Edler on McDavid: One Incident Shows How Much Hockey Has Changed

There was a time that kneeing a superstar would have led to a fight night. Not anymore
Edler_Black_and_White
NHL photo
Alexander Edler

Twenty years ago, and a knee-on-knee hit on the best player on the ice — heck, the best player in the world — would have led to a brawl.

If this would have been 2002, not 2022, Alexander Edler’s knee to the knee of Connor McDavid would have led to at least a line brawl between the Los Angeles Kings and Edmonton Oilers. Heck, maybe even a bench-clearer. Who remembers Mike Bishai going into the Atlanta Thrashers’ bench to fight multiple players? That’s the kind of brawl I’m thinking of.

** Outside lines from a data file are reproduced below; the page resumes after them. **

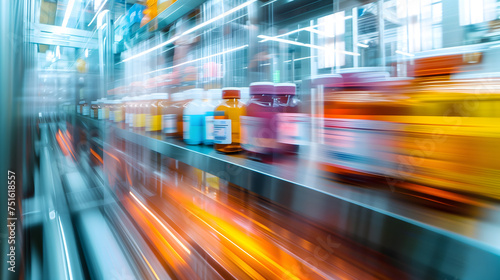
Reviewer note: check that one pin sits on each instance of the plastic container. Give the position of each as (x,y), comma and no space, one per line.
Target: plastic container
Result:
(85,108)
(139,109)
(258,135)
(154,116)
(172,110)
(209,101)
(94,109)
(129,111)
(116,111)
(292,125)
(227,126)
(245,95)
(105,109)
(193,118)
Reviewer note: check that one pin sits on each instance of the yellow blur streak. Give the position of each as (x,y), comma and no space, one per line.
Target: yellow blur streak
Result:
(164,227)
(237,235)
(150,267)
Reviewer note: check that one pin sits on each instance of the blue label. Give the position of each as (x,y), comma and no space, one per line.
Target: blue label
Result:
(193,129)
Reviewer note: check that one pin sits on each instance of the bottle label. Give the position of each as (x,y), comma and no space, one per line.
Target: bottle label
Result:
(85,110)
(169,123)
(222,132)
(153,122)
(149,122)
(139,120)
(209,127)
(118,115)
(292,128)
(185,123)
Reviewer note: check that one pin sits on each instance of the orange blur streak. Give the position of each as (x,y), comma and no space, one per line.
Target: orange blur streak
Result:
(128,177)
(96,155)
(66,143)
(69,135)
(61,145)
(164,227)
(111,155)
(258,252)
(150,267)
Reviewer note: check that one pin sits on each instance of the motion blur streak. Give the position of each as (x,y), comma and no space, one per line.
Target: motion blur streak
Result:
(150,267)
(96,156)
(162,225)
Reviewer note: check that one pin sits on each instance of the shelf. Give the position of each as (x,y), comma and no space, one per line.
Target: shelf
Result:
(385,220)
(90,121)
(297,185)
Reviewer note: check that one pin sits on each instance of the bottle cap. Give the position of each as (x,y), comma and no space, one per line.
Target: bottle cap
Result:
(261,88)
(285,89)
(228,93)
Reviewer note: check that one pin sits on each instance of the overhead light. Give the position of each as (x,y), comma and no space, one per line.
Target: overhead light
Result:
(312,30)
(302,58)
(237,8)
(153,48)
(266,38)
(404,53)
(294,31)
(69,10)
(198,59)
(269,3)
(98,11)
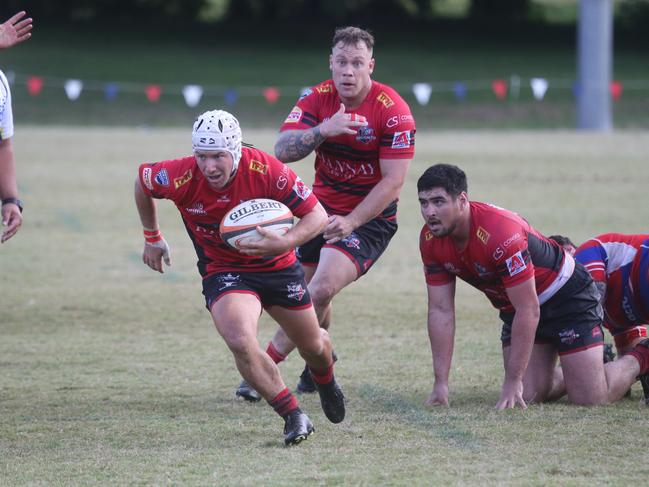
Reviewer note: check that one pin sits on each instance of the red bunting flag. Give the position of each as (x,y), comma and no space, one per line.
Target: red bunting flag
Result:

Sure, there was a hockey game played Wednesday night at Rogers Place, the Los Angeles Kings visiting the Reverse-Retro-clad Oilers, in a rematch of last season’s playoff first round. The game itself, a 3-1 win for the Kings thanks to a Trevor Moore hat trick, was the kind of mucky, slow-motion affair that has visiting coaches preening about structure and playing the perfect road game, while the entertainment value of hockey evaporates.

But the sight of McDavid on his knees, well that should have been enough to signal an Alberta Emergency Alert. A McDavid injury would be a season killer. It would have made the winter long and awful (well, in Edmonton, longer and more awful than usual). Christmas would be cancelled, and the Krampus would go from house to house, sticking children into his bag, gathering them up ahead of his journey back to hell.

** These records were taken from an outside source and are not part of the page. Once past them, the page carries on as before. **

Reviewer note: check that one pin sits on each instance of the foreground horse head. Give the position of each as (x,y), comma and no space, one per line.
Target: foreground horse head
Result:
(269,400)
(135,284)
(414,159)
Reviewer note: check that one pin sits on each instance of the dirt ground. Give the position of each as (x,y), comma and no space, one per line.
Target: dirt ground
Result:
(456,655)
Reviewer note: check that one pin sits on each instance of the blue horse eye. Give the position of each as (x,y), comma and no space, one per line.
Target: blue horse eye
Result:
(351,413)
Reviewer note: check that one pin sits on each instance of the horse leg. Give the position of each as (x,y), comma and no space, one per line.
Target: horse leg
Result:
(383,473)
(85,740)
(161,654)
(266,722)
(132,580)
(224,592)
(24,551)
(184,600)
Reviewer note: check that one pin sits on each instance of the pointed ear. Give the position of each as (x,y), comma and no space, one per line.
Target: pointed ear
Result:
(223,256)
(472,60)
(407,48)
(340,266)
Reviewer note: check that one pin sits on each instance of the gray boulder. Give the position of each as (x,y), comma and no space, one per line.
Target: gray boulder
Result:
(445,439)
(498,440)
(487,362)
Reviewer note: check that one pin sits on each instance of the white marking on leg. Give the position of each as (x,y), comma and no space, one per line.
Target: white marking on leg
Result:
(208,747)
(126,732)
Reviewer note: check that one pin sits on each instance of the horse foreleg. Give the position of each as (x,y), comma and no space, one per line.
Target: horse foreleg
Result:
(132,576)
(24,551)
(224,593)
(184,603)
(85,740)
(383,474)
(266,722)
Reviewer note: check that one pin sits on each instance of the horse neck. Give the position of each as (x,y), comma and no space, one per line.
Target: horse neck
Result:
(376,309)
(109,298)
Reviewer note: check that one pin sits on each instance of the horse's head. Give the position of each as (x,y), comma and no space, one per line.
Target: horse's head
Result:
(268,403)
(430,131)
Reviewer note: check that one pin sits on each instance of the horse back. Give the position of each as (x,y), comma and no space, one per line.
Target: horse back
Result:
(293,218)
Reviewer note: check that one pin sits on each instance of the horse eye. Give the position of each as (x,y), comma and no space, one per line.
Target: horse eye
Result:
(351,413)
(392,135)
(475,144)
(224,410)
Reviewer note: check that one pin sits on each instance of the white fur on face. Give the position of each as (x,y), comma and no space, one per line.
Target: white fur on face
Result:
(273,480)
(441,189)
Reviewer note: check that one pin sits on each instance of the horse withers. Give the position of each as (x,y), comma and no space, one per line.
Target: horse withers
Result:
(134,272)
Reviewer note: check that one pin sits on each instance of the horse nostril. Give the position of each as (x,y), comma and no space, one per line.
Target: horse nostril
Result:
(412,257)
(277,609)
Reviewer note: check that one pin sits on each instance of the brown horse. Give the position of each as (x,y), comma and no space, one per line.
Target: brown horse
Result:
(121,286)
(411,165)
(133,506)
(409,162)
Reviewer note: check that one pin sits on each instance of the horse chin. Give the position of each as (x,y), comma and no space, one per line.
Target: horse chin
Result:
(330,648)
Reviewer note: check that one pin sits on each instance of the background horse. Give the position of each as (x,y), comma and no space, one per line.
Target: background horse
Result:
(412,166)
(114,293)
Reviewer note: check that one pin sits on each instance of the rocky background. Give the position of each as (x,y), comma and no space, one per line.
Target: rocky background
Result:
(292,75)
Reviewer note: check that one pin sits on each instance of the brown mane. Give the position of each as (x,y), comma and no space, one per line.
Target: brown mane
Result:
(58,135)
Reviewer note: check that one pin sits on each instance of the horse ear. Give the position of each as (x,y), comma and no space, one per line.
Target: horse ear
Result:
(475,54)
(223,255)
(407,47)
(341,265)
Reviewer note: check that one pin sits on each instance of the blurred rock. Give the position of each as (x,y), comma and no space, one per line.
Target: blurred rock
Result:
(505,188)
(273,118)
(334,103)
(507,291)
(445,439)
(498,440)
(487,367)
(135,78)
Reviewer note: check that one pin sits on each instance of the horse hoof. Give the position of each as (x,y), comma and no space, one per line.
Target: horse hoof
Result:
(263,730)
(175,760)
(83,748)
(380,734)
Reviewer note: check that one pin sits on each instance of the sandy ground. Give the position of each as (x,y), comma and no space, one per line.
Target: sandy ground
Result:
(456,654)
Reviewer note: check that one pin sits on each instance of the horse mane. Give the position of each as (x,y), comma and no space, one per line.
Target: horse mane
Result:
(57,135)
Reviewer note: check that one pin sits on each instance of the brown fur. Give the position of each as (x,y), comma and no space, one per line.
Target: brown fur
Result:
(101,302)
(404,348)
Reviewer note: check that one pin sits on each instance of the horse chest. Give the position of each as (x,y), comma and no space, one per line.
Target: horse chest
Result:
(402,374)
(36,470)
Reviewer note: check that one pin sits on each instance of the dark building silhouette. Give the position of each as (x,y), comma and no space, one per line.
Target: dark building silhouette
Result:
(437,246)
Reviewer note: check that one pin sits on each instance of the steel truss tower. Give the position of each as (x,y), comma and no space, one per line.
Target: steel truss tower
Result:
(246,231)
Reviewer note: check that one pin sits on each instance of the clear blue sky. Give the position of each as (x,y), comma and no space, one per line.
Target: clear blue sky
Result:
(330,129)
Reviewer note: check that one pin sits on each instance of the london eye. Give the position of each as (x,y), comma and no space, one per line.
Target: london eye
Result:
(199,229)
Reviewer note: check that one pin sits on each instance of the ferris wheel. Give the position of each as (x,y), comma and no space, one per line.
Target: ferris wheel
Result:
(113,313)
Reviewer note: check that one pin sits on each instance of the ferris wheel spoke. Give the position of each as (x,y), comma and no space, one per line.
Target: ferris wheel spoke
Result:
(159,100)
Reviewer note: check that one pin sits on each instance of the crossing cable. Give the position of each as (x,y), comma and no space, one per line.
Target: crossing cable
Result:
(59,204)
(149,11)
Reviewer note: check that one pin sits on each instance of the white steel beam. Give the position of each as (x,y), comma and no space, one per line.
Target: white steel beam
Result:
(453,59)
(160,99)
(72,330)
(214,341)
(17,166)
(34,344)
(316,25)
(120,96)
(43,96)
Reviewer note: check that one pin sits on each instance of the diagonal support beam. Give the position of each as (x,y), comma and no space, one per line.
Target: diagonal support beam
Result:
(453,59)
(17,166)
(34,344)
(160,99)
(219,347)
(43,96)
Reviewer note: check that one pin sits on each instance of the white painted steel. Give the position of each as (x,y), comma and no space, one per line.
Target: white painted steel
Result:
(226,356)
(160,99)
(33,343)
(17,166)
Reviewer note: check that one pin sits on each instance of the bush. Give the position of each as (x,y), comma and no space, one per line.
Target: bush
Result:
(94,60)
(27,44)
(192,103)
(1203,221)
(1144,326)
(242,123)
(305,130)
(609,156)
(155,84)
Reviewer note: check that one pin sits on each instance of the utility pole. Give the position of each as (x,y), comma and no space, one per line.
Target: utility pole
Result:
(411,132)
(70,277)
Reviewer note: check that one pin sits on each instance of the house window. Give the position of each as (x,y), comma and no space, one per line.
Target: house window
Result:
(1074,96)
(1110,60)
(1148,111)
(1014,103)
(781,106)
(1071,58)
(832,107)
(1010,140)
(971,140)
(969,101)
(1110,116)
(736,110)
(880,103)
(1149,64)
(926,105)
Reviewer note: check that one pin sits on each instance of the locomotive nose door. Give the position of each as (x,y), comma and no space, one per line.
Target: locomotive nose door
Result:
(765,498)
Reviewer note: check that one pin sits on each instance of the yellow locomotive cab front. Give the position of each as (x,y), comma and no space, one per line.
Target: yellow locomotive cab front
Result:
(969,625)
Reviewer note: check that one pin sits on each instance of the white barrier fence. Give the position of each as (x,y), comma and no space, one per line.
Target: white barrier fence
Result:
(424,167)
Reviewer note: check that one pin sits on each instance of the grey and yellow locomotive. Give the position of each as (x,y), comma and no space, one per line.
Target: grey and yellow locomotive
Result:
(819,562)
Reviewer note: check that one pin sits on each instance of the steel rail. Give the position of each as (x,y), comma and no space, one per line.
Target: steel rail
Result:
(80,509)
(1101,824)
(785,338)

Darnell Nurse tried to administer capital punishment to Edler. The Kings defenceman ducked and dodged, the linesmen intervened, and a fight, let alone a brawl, never materialized. Some minor penalties were called. McDavid got back onto his skates and Edmonton did not implode into a ball of panic.

McDavid did cross-check Edler in the back a little later in the game, but we never got to “the first rule of Fight Club…”

After the game, both Nurse and McDavid downplayed the incident.

“If I kneed someone like that I’d expect the other team to react the same way,” Nurse said — and then he moved on.

“I don’t really have anything to add,” McDavid said when asked about the hit.

Zach Hyman was the only Oiler who was willing to go back and assess the hit. When he played for Toronto, Hyman was kneed by Edler, and the defenceman earned a suspension for the crime.

“Obviously, I didn’t like the hit,” Hyman said. “Good on Nursie for jumping in there and sticking up for Connor. It’s one of those plays where you beat a D and he sticks a knee out. Dangerous play, and it happened to me, same play, same guy. I’m obviously not happy with it. I don’t know if he did it intentionally or not, but you just can’t do that.”

This is modern hockey. Scores aren’t settled by large-scale brouhahas. Don’t get me wrong, I’m not lamenting the death of fighting; but as a 50-something who has been in and out of press boxes for at least 25 years, it takes some getting used to. But at least I’m a dinosaur willing to admit that I am, well, a dinosaur.